• Silver just 1/70th the price of gold
  • Silver at $17.50 per ounce set to rise "faster than gold"
  • Silver Eagles (1 oz) buying jumps to 715,000 this week
  • "Supply may drop following mine closures"
  • Standard Chartered– Industrial demand "will remain strong"
    CPM Group
  • Silver is substantially undervalued versus gold
  • Gold silver ratio to fall back below 30

Silver looks set to outperform gold again in the coming months due to falling mine supply and continuing robust global demand.

Silver at just $17.50 per ounce remains about 1/ 70th of the price of gold at $1,230/oz today. This gold silver ratio of 70.3 continues to drive silver 'stackers,' value investors and those seeking a better return than gold to accumulate silver at what are seen at these still relatively cheap levels.

This is seen in continuing robust demand for the very popular silver bullion coin this week. The U.S. Mint sold 715,000 of Silver Eagles ( 1 oz) this week, to bring the year to date sales totals for 2017 to a robust – 7,557,500 Silver Eagle coins.

We have seen very robust demand for silver again this year, especially from clients in the UK and Ireland buying silver bullion coins (now VAT free) such as Silver Eagles. We are seeing even greater demand for Silver Maples and Silver Philharmonics.

The increasingly favorable supply and demand fundamentals of the silver market were reported on by Bloomberg in an article entitled 'Silver Seen Climbing Faster Than Gold as Yellen Wakens Bulls'.

According to Bloomberg:

  • Investors may be better off with silver rather than gold. The Federal Reserve's pledge to stick to its dovish outlook on U.S. monetary policy has fueled a rally in precious metals and silver usually beats its more valuable peer in a rising market.
  • After the Fed raised interest rates by a quarter percentage point Wednesday, Chair Janet Yellen said the central bank was willing to tolerate inflation temporarily overshooting its 2 percent goal and intended to keep its policy accommodative for "some time." UBS Group AG said the gradual pace of tightening means negative rates will deepen, the dollar weaken and gold rise.
  • The gold-to-silver ratio rose to 71 on March 14, the most in two months, and above an average of 62 in the past decade and a low of 32 in 2011, showing there's potential for silver to appreciate versus its peer. Spot silver added 0.9 percent to $17.4964 an ounce, extending a 2.7 percent gain a day earlier.
  • The metal, sometimes called "poor man's gold," has risen more than 9 percent this year, while gold's up less than 7 percent. The unpredictability of President Donald Trump's administration and risks surrounding the outcome of elections in France and Germany this year have driven haven demand.
  • Supply may drop following mine closures and prices need to rise to boost output, according to Suki Cooper, analyst with Standard Chartered Plc in New York.
  • On demand, industrial use is expected to be roughly flat this year, though still near a record, said Jeffrey Christian, managing director of CPM Group. "Use in solar panels, electronics, batteries, jewelry, chemical process catalysts, and other manufactured products will remain strong," he said.

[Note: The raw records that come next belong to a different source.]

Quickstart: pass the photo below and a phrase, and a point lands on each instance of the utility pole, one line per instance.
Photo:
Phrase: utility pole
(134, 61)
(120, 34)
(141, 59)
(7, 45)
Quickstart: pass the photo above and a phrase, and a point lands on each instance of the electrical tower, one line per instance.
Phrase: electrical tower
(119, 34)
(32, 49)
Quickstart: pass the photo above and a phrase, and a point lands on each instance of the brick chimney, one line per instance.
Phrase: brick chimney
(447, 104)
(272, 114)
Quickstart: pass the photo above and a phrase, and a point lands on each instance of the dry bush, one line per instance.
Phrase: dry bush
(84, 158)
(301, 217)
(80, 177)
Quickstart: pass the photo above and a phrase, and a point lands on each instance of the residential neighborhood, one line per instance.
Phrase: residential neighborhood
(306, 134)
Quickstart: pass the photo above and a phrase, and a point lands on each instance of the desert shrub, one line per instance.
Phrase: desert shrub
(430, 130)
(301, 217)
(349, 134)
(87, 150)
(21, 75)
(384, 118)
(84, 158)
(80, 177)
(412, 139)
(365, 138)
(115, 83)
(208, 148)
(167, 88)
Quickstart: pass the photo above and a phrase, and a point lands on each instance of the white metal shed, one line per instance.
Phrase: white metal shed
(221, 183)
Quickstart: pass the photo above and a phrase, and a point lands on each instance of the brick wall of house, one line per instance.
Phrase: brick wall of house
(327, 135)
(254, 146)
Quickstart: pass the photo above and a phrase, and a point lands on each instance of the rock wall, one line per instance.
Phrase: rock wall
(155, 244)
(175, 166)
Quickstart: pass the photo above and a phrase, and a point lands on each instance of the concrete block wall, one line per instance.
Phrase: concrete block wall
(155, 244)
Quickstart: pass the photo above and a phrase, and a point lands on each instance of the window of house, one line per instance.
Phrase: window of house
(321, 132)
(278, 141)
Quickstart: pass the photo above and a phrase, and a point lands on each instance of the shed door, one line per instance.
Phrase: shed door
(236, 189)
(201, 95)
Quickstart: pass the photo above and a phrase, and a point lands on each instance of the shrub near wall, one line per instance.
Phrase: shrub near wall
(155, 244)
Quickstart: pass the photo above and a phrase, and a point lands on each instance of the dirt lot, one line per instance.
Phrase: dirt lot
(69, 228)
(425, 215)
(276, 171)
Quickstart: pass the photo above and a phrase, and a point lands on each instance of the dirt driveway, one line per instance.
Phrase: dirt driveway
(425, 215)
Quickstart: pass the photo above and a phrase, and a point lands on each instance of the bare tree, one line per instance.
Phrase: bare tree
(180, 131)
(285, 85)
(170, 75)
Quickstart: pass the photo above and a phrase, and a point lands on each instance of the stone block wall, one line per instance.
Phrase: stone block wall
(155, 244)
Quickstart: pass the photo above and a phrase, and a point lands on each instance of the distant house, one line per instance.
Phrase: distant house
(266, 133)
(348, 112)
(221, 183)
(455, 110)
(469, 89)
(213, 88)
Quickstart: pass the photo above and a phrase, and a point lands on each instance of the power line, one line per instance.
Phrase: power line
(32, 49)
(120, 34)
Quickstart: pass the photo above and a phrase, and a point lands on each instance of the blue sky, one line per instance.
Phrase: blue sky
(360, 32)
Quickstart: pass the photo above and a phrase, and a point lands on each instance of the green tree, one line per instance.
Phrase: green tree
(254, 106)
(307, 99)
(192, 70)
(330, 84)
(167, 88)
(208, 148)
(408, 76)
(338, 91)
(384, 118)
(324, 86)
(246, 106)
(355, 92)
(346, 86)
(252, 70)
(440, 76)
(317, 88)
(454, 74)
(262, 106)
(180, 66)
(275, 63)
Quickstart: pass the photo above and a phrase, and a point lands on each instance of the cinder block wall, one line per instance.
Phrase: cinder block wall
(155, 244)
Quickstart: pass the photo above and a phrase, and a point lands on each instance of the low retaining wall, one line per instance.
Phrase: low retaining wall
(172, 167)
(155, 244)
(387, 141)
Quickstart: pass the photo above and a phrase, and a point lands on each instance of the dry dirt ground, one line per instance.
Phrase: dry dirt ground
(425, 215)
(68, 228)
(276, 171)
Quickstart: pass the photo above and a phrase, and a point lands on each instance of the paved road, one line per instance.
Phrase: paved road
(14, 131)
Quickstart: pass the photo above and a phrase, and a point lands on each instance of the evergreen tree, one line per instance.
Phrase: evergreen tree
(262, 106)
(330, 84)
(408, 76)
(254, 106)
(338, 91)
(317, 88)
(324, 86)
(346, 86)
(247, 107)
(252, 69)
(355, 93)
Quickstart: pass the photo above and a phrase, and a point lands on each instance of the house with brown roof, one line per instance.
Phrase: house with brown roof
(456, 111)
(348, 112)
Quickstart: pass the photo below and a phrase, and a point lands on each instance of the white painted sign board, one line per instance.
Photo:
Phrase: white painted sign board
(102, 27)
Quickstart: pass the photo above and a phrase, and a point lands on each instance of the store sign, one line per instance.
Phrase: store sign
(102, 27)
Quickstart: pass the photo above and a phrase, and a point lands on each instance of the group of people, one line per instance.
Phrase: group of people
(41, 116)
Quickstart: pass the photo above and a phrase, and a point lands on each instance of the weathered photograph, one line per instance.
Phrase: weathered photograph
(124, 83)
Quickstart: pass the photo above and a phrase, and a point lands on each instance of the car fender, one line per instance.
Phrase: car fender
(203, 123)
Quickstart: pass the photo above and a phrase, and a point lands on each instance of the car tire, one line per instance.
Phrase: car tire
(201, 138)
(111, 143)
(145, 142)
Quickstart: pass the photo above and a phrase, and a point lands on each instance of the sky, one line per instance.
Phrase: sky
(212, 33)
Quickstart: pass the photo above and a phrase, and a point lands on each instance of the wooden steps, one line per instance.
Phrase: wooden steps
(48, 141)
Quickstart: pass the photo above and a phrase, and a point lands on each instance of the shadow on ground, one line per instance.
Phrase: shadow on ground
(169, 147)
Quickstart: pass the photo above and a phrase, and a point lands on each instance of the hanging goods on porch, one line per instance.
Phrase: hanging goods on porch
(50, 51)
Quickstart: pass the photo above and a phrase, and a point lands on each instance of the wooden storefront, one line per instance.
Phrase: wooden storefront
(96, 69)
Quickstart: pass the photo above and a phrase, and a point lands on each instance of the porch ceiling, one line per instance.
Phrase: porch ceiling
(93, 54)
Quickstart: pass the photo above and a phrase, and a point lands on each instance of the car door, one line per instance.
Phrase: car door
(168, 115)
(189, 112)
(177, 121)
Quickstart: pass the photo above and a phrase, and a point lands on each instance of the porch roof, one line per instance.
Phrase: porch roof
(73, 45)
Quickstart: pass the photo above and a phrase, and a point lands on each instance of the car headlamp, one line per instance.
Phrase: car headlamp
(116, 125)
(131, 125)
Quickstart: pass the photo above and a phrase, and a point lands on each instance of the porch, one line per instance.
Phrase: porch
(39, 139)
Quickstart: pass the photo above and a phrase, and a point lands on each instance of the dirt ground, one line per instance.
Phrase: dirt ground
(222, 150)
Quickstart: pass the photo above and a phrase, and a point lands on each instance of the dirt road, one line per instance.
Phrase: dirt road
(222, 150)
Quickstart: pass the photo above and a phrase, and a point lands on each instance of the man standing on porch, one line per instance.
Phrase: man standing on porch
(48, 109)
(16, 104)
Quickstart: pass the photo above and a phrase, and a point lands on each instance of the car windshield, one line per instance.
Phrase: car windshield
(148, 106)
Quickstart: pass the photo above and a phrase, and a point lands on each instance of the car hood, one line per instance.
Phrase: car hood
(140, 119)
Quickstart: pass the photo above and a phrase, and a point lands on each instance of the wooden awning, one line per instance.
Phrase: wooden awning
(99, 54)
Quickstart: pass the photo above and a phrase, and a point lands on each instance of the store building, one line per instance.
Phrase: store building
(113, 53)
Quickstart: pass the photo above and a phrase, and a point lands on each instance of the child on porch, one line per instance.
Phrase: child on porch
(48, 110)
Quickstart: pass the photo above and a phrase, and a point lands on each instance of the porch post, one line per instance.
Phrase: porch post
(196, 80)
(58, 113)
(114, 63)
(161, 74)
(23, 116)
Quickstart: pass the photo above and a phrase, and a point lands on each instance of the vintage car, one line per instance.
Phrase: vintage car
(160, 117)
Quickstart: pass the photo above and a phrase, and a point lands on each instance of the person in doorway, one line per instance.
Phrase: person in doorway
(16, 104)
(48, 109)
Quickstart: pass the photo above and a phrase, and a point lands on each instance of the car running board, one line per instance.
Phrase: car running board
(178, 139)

We see silver as undervalued vis-à-vis gold but more especially vis-à-vis stocks, bonds and many property markets. Rather than selling the financial insurance that is gold, we would advise reducing allocations to stocks, bonds and property and allocating to physical silver.

We expect the gold silver ratio to fall back below 30 in the coming months and years. Indeed, given the favorable supply demand dynamics in the silver market and the fact that a huge amount of silver, unlike gold, has been used in industrial applications in the last 150 years and this continues with new tech uses today, we expect the gold silver ratio to mean revert to the long term average of 15 to 1 (see chart above).